Some people are travelers. They have the desire or need to see and experience as many different places as possible on this vast yet tiny globe that humanity inhabits. I am not one such. While I have traveled to a number of different places,  I have made but two great journeys in my life and both of them have been journeys of the heart. The first was when I moved my suitcases across the Hudson River from my birthplace of New Jersey to New York City. There I found the city of my heart and thought I would stay there the rest of my life. My second great journey was across a wider river of water to Stockholm, Sweden because it was there my heart found love.

Many of the people I have met here in Stockholm in the 25 plus years I’ve lived here are the traveller type. While on their journeys around the world they somehow for one reason or another have ended up here in my little corner of the world. And they continue to use this corner as a stepping off place from which to continue to explore the other places they are curious about. But this little corner of mine has become, for me, more like the last stop on the bus line. Not really a final destination but just the last stop, from which the bus goes no further.

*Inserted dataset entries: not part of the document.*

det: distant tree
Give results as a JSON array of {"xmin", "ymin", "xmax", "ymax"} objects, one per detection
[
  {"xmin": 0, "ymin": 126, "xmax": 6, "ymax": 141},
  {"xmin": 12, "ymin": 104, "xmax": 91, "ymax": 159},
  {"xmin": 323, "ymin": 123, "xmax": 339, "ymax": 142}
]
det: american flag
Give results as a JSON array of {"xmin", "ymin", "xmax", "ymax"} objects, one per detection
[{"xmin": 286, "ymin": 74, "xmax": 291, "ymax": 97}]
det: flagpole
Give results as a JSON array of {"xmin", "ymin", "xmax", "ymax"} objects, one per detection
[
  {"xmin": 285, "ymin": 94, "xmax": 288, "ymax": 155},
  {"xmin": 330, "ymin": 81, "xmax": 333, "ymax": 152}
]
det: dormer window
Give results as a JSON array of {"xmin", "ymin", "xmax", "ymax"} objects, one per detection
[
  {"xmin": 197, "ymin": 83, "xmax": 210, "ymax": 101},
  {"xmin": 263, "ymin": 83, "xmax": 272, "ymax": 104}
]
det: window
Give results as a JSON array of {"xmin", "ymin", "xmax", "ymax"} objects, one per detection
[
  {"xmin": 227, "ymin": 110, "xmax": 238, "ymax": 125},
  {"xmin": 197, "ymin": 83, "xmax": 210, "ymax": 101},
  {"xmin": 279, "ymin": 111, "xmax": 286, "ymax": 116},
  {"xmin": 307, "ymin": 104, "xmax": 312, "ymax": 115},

Now this doesn’t mean that I haven’t been anywhere except Budd Lake, NJ or New York City or Stockholm. I have travelled a bit in my life. I’ve been to Washington DC to visit with my roommate Roz and again to various towns in Maine to see her there too. I spent a great month in California when I visited another of my roommates, Lynne. We spent hours building up our tans round her swimming pool, then happy hour at the local Mexican restaurants drinking frozen margaritas. Together we traveled the coast road to San Francisco and went to the San Diego Zoo to see the Kuala bears. Greensboro, North Carolina is another place I’ve been to when I drove down there with three friends in a noisy Volkswagen bus to visit one more former roommate. On the way we stopped in a few local southern diners who’s customers didn’t seem to look too fondly on the four of us in our ratty bell-bottomed jeans and long, below-shoulder length hair (the two guys included). I’ve been to the Catskill Mountains in upstate New York to visit my friends Tom and Wally at their 100-year-plus house and they drove me on country roads up and down the very green hills. I took the train to Washington DC to visit my New York City friend Nancy after she moved there. And I saw the sights of Philadelphia when I went there to stay with Linda who I had gotten to know here in Sweden. I took the train down to the south of Sweden to visit Gerd at her house near Trelleborg. I’ve been to Denver, Colorado where one of my besties from Pratt Art school, Irene, lived with her husband. They took me up to walk amid the Rocky Mountains. I’ve been to Florida a few times. First to Hollywood, where my grandmother lived and later to Miami where my former Philadelphia pal, Linda, had relocated to. I went there with my husband and son and while there we, of course, couldn’t avoid taking in the sights of Disney World, Sea World and all the other theme parks in Orlando. I’ve even been to Heidleburg Germany when Håkan and I drove down there to visit my cousin Devorah and her husband and kids who were living there.

So I have traveled around a bit. But if you look to see what the common denominator has been for all these trips it wasn’t because I wanted to see interesting places in the world. It was because I had people I knew in those places. The reason I traveled to those places was because I wanted to see the people not the scenery. I saw a bit of scenery on the side but it was the chance to once again meet the people I knew that enticed me enough to go to the trouble of packing my bags and going out on the road. Without the people, and the stories we shared, the places are just places. And I have to admit that in regard to places, the place I love the best is often one I find in my own home, where I can sit on the sofa, with my shoes off. And just relax with a good book. That’s really the only traveling I need.